2. Bagaimana epidemologi demensia ?
3. Jelaskan etiologi demensia?
4. Bagaimana manifestasi klinis demensia?
5. Bagaimana patofisiologi demensia?
6. Bagaimana pathway demensia?
7. Apa saja pemeriksaan penunjang demensia?
8. Apa saja penatalaksanaan klinis demensia?
9. Bagaimana pencegahan dan perawatan demensia?
10. Apa saja komplikasi demensia?
11. Bagaimana konsep asuhan keperawatan demensia?

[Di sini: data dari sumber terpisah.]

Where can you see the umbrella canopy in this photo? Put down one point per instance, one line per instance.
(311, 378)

12. Bagaimana asuhan keperawatan pada pasien dengan demensia?
BAB II

PEMBAHASAN

A. Definisi Demensia
Demensia adalah gangguan fungsi intelektual tanpa gangguan fungsi vegetatif atau
keadaan yang terjadi. Memori, pengetahuan umum, pikiran abstrak, penilaian, dan
interpretasi atas komunikasi tertulis dan lisan dapat terganggu. (Elizabeth J. Corwin,
2009)
Demensia adalah penurunan fungsi intelektual yang menyebabkan hilangnya
independensi sosial. (William F. Ganong, 2010). Demensia adalah kumpulan gejala yang
disebabkan beberapa penyakit atau kondisi tertentu sehingga terjadi perubahan
kepribadian dan tingkah laku. (Grayson, 2004)
Demensia adalah sindroma klinis yang meliputi hilangnya fungsi intelektual dan
memori yang sedemikian berat sehingga menyebabkan disfungsi hidup sehari – hari.

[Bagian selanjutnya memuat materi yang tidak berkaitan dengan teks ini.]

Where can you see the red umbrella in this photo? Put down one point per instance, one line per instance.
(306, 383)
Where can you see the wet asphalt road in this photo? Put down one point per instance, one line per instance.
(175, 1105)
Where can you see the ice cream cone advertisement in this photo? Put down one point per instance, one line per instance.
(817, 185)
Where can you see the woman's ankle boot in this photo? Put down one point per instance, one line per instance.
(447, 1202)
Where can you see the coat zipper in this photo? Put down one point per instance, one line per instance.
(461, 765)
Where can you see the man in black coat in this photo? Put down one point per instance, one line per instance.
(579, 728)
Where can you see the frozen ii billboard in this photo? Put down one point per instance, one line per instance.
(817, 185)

Demensia merupakan keadaan ketika seseorang mengalami penurunan daya ingat dan
daya pikir lain yang secara nyata mengganggu aktivitas kehidupan sehari – hari.
(Nugroho, 2008)
Demensia adalah suatu sidrom yang dikarakteristikkan dengan adanya kehilangan
kapasitas intelektual melibatkan tidak hanya ingatan (memori), namun juga kognitif,
bahasa, kemampuan visuospasial, dan kepribadian. (Josep J.Gallo, 1998)

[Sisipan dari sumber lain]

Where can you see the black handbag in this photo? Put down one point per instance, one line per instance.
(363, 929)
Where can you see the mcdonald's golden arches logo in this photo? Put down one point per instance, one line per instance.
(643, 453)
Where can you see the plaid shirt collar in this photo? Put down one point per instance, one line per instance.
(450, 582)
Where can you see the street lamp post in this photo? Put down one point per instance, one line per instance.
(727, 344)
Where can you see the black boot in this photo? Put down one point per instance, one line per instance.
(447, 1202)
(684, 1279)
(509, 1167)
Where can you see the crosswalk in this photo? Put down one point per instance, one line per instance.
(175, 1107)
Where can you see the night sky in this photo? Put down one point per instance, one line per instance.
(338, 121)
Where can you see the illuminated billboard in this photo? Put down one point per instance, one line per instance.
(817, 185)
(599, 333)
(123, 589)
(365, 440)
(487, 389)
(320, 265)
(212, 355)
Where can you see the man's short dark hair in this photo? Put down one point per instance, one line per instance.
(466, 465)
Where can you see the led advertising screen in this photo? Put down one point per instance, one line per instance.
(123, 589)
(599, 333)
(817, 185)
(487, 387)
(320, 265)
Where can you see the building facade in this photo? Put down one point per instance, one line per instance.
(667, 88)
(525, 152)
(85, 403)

Demensia adalah suatu sindroma klinik yang meliputi hilangnya fungsi intelektual
dan ingatan/memori sedemikian berat sehingga menyebabkan disfungsi hidup sehari-hari
(Brocklehurst and Allen, 1987).

B. Epidemiologi Demensia
Usia di atas 65 tahun mempunyai risiko tinggi untuk mengalami demensia dan hal ini
tidak bergantung pada bangsa, suku, kebudayaan dan status ekonomi. Hasil penelitian di
seluruh dunia menunjukkan bahwa demensia terjadi sekitar 8 % pada warga di atas usia
65 tahun dan meningkat sangat pesat menjadi 25 % pada usia di atas 80 tahun dan
hampir 40 % pada usia di atas 90 tahun.
C. Etiologi Demensia
1. Penyebab utama dari penyakit demensia adalah penyakit alzaimer, yang penyebabnya
sendiri belum diketahui secara pasti. Penyakit Alzaimer disebabkan karena adanya
kelainan faktor genetik atau adanya kelainan gen tertentu. Bagian otak mengalami
kemunduran sehingga terjadi kerusakan sel dan berkurangnya respon terhadap bahan
kimia yang menyalurkan sinyal di dalam otak. Jaringan abnormal ditemukan di dalam
otak (disebut plak senilitis dan serabut saraf yang tidak teratur) dan protein abnormal.
2. Serangan stroke yang berturut-turut. Stroke tunggal yang ukurannya kecil dan
menyebabkan kelemahan yang ringan atau kelemahan yang timbul secara perlahan.
Stroke kecil ini secara bertahap menyebabkan kerusakan jaringan otak, daerah otak
yang mengalami kerusakan akibat tersumbatnya aliran darah yang disebut dengan
infark. Demensia yang disebabkan oleh stroke kecil disebut juga demensia multi-
infark. Sebagian penderitanya memiliki tekanan darah tinggi atau kencing manis,
yang keduanya menyebabkan kerusakan pembuluh darah di otak.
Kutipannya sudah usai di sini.